Which brings us to the beginning of chapter one.
Acknowledgments
My first thanks, as usual, must go to Joy Tutela, still the sexiest agent in America, David Black, still the second-sexiest agent in America, Raphael Kadushin, the sexiest editor in America, and Matthew Cosby, Saryta Rodriguez, and Luke Thomas, the sexiest assistants in America.
Without Sarah Rose I wouldn’t even have been able to have the idea in the first place, much less execute it in anything like an interesting way.

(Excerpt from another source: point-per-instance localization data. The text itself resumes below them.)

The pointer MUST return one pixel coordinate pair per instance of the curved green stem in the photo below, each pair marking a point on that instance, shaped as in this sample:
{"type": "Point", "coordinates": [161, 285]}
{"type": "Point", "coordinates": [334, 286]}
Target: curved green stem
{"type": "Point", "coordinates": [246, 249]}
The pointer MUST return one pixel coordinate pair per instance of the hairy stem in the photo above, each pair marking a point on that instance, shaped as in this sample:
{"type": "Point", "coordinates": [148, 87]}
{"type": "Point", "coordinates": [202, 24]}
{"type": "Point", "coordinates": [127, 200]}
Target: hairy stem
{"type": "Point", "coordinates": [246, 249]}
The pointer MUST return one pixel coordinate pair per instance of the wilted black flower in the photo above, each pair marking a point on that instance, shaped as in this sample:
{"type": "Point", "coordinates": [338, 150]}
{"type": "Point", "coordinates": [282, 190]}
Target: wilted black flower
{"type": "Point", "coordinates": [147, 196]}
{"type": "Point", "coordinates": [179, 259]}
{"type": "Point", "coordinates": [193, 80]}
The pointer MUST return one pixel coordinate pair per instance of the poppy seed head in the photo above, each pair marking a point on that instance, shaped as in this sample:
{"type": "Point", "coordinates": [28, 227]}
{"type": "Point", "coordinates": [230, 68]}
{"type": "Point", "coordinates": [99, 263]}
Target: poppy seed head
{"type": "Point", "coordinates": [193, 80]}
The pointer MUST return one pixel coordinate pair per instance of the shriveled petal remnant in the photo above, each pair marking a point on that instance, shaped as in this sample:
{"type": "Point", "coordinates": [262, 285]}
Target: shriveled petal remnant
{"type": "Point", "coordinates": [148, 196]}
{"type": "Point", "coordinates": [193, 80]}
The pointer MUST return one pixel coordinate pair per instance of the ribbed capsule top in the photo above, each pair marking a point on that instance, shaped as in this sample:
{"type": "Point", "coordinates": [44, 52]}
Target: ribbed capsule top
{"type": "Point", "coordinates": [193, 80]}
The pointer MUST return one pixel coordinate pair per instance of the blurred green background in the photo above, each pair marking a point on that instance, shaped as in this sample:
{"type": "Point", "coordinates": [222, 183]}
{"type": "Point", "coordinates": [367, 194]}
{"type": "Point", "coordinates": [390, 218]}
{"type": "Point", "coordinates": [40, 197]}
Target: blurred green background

The many friends who read bits and pieces large and small already know how much I appreciated their feedback, but it’s worth saying again. I highly recommend Nancy Rawlinson (nancyrawlinson.com) and Anne Mini (annemini.com) if anybody’s looking to work with a freelance editor; without the advice they gave me, along with that of Victoria Cain, Kirsten Childs, my brother, Jeremy, Chris Hampton, Leonard Jacobs, and Julia Sullivan, I’d have been lucky to dig half as deep as I did. Ted Kadin both kept my Talmudic interpretations from going too far off track and is a fantastic calligrapher (tedkadin.com).
Dr. Kleinbaum kept me sane.
And Mike forgave me.
Any mistakes are the fault of Charles and David Koch.